Nevertheless, we have to note that neural crest and neurogenic placodes are very similar embryological compounds although they differentiate in dissimilar products (e.g. neurogenic placodes originate sensory receptors, and neural crest cells originate motor neurons). However they are alike because they migrate, form sensory organs and are ectoderm derivatives.

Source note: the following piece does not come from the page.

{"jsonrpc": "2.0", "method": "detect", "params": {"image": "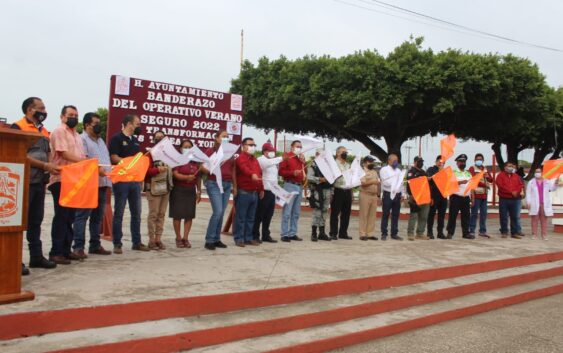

Organogenesis of the eye is a striking example of a developmental cascade of inductions. What happens is that the neural tube (itself a derivative of the ectoderm by chordamesoderm interaction), is induced by the chordamesoderm and differentiates in the anterior region in the precursors of the tripartite brain. It is the diencephalon by chordamesoderm induction that forms a protrusion called optic vesicle, and nearly reaches the ectoderm. The neural tube optic visicle induces the ectoderm which thickens and forms the lens placode. The lens placode starts to be invaginated to a point that it detaches from the ectoderm and starts differentiating forming the lens visicle, that will further turn into definitive lens . Concomitantly, by chordamesoderm induces the opic vesicle that starts to invaginate and will form the optic cup. The outer layer of the optic cup is ciliated and will become the pigmented retina, the inner layer of the cup will form the neural retina. This way, the ciliated photosensitive layer of ependymal epithelium will be turned to the point where light comes from. The retina is linked to the brain by the optic stalk.
Embryological head organization invertebrates can be summarized by the Goodrich’s diagram that shows a correspondence to the branchiomeres and several structures of vertebrate anatomy. To each branchiomere there is a correspondent somite, nerve and endodermal derivatives. However, the mandibular branchiomere is a special modified anterior one, followed by the hyoidal and glossopharyingeal branchiomeres and a sequence of four vagal branchiomeres. Each branchiomere is bordered by an outpocket: the pharyngeal pouches, of which the spiracle is the most important one.
The role of Hox genes is essential to understand the developmental mechanisms that occur across all Metazoa, because: they are regulatory genes that by means of expression of transcription factors regulate expression of other genes, they are collinear, they play a role in segmentation of the embryo (into different somites, aortic arches, etc.), they are highly conservative genes.